Üniversitedeki ekonomi profesörünün derslerde, oturduğu yerde ayakkabılarını çıkarıp bacak bacak üstüne atmasıyla pantalonun altına giydiği çizgili pijamasının görülmesi...
söz konusu bir ilçedeki meslek yüksek okuludur. internetteki üniversite tanıtım bölümündeki sosyal aktiviteler başlığındaki açıklama: üniversitemizde öğrencilerimizin sohbet ettiği bir kafeteryası vardır. Ayrıca sportif olarak futbol, tenis ve voleybol sahaları mevcut ve haftasonları piknik gezileri ve turnuva müsabakaları yapılmaktadır.Ayrıca bütün öğrencilerin kullandığı bir bilgisayar laboratuvarı vardır.
Gittiğimde gördüğüm manzara: 8tane tarih öncesi masa ve plastik düğün sandelyesi(kiraya verdiklerine bizzat şahit olunmuştur).Futbol sahası olarak belediyenin tsubasa dahil kimsenin oynayamayacağı (mahalle maçları hariç) toprak, yağmurda çamur gölüne dönüşebilenlerden bir saha. Tenis kortu var diye düşündüğüm şey kantindeki pinpon masası. Voleybol sahası olarak, dışarıya pirketlerle sınırları oluşturulmuş içi çakıl taşı dolu içinde hareket etmek için özel donanımlı ayakkabılar ve kask gerektiren(her an önemli yerlere taş gelebilir o açıdan) filesi çuval ipinden müdür yardımcısı tarafından yapılmış bir düzenek. Piknik ise ortamı kurduğunuzda kendiniz isterseniz gidebileceğiniz 40km uzaklıktaki bir piknik yeri. Turnuva liseler arası futbol müsabakaları. Bilgisayar laboratvarı saati 0,75 kuruş olan paraların köy sandığına atıldığı okul içi kamu iktisatı teşebbüsü.En yakın il merkezi(en yakın medeniyet) 80km. Benim için en büyük dumur budur ancak hiç pişman değilim aksine insan özlüyo o günleri. *
mezuniyet sınavının ders sayısı iki iken bir derse düşmesi ve sonucunda gidilen öğrenci işlerinden sizde bir dersten kalsaydınız cevabının alınması. keyfimizden mi kalıyoruz sayın öğrenci işleri memuru.

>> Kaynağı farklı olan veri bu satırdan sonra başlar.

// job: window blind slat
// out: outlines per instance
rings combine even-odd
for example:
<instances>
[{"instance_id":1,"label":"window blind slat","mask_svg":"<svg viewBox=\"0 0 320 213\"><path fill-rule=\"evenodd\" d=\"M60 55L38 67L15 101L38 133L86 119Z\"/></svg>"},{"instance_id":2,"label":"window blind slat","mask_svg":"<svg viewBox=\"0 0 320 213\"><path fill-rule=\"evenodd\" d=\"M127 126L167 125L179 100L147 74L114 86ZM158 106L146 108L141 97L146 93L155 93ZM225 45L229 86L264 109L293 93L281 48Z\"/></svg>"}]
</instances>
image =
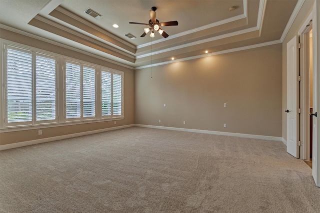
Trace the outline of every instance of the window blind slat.
<instances>
[{"instance_id":1,"label":"window blind slat","mask_svg":"<svg viewBox=\"0 0 320 213\"><path fill-rule=\"evenodd\" d=\"M111 115L111 73L101 72L101 97L102 116Z\"/></svg>"},{"instance_id":2,"label":"window blind slat","mask_svg":"<svg viewBox=\"0 0 320 213\"><path fill-rule=\"evenodd\" d=\"M122 76L118 74L113 74L113 108L114 115L121 115L122 102Z\"/></svg>"},{"instance_id":3,"label":"window blind slat","mask_svg":"<svg viewBox=\"0 0 320 213\"><path fill-rule=\"evenodd\" d=\"M56 60L36 57L36 121L56 119Z\"/></svg>"},{"instance_id":4,"label":"window blind slat","mask_svg":"<svg viewBox=\"0 0 320 213\"><path fill-rule=\"evenodd\" d=\"M81 72L80 65L66 63L66 118L81 117Z\"/></svg>"},{"instance_id":5,"label":"window blind slat","mask_svg":"<svg viewBox=\"0 0 320 213\"><path fill-rule=\"evenodd\" d=\"M32 54L8 48L7 58L8 122L32 121Z\"/></svg>"},{"instance_id":6,"label":"window blind slat","mask_svg":"<svg viewBox=\"0 0 320 213\"><path fill-rule=\"evenodd\" d=\"M83 112L84 117L96 115L96 70L83 67Z\"/></svg>"}]
</instances>

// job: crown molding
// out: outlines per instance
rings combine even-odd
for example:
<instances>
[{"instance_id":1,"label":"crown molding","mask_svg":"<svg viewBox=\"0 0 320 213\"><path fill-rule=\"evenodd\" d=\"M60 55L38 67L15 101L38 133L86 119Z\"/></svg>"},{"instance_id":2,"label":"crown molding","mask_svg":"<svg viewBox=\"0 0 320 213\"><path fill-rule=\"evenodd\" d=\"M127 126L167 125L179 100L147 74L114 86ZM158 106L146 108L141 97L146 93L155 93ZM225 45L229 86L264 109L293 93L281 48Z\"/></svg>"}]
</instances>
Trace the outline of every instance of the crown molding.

(bkz: sisteminize sokiyim size bişey olmasın)
gazi iibf öğrencileri için halim ergen adı bile başlıbaşına dumurlara gebe bir isimdir. 4 saatlik muhasebe bilmemne dersinin 3 saatini yurtdışı seyahatleri,götürdüğü kadınlar,hoplaması zıplaması vs vs. kısaca anlatılmaz yaşanır bir durumdur, dumurdur.
yanlışlıkla girdiğiniz sınav salonundan çıkmaya utanmanız, o sınavı yapmak zorunda kalmanız. verilen kağıda ad soyad numarayı eksiksiz yazmanız. ve en önemlisi o sınavdan 75 almanız.